Maud didn’t answer, but the muscleman did. “I’ll raise a glass to that. Never did see a nobleman could scratch his arse and pick his nose at the same time.” He took a swig of beer and frowned. “All them lords and ladies, puttin’ on airs, gorging themselves on swans and hummingbird tongues while poor men starve and their wives go mad from eating moldy rye. They strut around like fat pigeons in their fine clothes, ignoring the ragged beggars at their door. It’s like that preacher John Ball says. I heard him preachin’ after mass at Thetford. Remember that name. John Ball. Ye’ll likely be hearin’ it again. Ball says God created all of us outa the same clay dirt.”
“Sounds like one of those Lollard preachers to me.”
“It may be Lollardy, but there’s a lot of truth to it. Who needs a priest anyway? Let every man b
e his own priest, I say.”
“Aye and spend his own tithe.” The plume on the feathered hat bobbed in enthusiasm.

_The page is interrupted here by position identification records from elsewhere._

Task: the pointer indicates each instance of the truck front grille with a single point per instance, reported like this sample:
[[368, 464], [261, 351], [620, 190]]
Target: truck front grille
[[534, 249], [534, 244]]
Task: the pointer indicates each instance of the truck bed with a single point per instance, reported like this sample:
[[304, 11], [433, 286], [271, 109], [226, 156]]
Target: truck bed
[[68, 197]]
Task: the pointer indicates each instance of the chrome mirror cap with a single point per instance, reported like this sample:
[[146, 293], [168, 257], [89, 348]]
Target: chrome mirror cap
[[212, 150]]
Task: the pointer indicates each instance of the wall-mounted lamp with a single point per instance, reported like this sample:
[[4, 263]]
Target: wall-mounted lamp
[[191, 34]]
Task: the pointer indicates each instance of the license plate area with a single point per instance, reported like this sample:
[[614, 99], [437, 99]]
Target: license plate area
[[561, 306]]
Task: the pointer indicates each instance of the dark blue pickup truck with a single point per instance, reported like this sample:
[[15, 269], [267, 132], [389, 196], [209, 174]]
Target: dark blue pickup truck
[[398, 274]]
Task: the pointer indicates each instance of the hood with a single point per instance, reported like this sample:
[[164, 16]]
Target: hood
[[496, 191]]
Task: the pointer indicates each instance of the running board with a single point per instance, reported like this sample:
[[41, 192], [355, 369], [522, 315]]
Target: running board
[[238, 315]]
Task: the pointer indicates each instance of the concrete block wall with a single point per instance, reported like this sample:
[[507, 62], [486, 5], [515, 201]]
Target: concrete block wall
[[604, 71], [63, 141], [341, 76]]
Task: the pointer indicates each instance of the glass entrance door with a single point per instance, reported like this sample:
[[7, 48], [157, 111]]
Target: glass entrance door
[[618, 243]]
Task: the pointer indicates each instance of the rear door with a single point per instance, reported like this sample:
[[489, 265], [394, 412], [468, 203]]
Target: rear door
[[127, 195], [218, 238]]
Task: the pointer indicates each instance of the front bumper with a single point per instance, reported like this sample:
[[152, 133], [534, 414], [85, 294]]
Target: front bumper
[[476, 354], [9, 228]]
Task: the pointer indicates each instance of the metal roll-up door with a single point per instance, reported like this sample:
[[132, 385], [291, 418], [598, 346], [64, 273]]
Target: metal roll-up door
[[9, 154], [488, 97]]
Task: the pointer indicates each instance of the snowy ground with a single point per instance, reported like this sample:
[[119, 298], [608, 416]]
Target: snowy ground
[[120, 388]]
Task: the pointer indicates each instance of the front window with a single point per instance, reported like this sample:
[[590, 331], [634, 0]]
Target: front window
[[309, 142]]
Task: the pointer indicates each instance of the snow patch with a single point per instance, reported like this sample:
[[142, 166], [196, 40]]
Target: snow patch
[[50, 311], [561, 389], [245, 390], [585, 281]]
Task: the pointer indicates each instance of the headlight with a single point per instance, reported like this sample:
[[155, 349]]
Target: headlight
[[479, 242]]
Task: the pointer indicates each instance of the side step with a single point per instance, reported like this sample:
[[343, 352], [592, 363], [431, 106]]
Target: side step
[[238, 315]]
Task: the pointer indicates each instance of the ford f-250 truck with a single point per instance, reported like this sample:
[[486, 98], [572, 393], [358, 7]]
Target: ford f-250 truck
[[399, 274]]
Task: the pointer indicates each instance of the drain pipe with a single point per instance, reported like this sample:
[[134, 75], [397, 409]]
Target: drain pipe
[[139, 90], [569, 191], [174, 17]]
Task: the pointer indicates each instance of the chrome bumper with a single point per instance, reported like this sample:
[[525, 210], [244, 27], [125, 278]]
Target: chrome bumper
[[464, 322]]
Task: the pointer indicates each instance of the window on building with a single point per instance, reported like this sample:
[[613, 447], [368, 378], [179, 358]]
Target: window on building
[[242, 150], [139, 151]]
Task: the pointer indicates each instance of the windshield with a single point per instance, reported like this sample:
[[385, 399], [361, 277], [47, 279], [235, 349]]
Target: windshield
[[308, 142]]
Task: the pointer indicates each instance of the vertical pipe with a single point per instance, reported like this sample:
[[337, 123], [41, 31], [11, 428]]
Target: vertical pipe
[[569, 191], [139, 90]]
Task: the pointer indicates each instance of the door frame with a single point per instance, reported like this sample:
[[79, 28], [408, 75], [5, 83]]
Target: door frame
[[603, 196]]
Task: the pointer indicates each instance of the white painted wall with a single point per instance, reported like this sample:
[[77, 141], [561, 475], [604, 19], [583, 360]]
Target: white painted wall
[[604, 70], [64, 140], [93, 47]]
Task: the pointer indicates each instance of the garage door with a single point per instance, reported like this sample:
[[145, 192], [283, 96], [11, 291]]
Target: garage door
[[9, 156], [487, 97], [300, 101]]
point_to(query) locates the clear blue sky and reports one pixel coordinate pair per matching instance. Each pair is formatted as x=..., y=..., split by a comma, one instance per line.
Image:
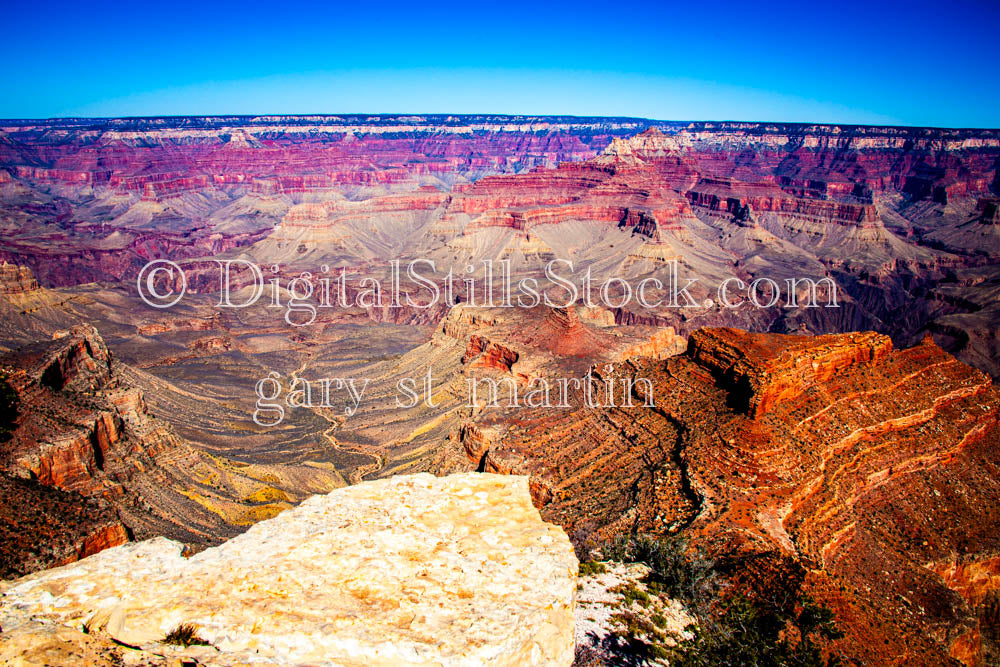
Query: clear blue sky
x=909, y=63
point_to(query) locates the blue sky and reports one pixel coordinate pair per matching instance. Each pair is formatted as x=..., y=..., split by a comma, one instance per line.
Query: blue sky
x=909, y=63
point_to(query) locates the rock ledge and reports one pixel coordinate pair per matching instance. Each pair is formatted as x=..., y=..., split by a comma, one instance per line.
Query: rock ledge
x=456, y=570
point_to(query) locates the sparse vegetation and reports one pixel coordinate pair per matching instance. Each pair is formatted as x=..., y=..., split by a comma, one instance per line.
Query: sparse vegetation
x=733, y=630
x=592, y=567
x=185, y=634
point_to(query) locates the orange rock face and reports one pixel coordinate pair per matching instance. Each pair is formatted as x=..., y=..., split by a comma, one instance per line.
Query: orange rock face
x=870, y=472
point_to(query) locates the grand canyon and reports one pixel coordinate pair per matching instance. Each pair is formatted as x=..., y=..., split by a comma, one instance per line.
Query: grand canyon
x=810, y=405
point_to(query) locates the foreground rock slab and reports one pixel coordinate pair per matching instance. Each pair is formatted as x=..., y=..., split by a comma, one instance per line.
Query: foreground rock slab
x=412, y=570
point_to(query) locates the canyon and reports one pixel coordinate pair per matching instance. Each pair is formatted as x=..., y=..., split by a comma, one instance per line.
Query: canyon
x=845, y=453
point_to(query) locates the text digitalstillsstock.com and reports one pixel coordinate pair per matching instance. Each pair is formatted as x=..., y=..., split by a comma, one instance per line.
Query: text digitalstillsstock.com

“What do you know of tithes?” The muscular one grinned, his good humor apparently returned. “Whenever the summoner comes around to collect the tithe, you’re always pleading poverty.”
“I guess he could give the summoner that fancy velvet sleeve for a tenth,” the contortionist said.
“Yeah, and you could give him one tenth of what her ladyship gave you.” The feather shivered with mirth. “If he’s willing to search between the sheets.”
Everybody laughed.
Colin, who was not used to such ribald humor, hoped his red face would be attributed to his proximity to the fire.
As Maud made her wide-hipped stroll among her customers, Colin watched her. Her womanliness—the way her bosom strained at the lacings on her peasant bodice—ignited his now-informed boy’s imagination as much as the crude humor. He wondered what her soft thighs would feel like wrapped around him. This thought disturbed him. It reminded him of that part of himself that had led to what he now thought of as the great sin. And it reminded him, too, of all that he was giving up.
Maud approached the jugglers with a tray of full mugs. The muscular one retrieved one from her tray. The contortionist reached out and pinched her breast. She slapped his hand and twisted skillfully away.
“If it’s fool’s gold ye’re looking for, ye can go back to her ladyship. I’ve no gold to squander on fools. I’ve naught but beer to give ye,” she said as she emptied a full glass over his head.
The others applauded and hooted in derision. Colin, too, had to suppress a smile at the expression on the miscreant’s face.
“I guess ye’ve been baptized right enough.” The plumed hat shivered again.
“Aye, and by a fairer hand than any cleric.” The victim stuck out his tongue and licked his lips. “Tastes better than holy water, too.”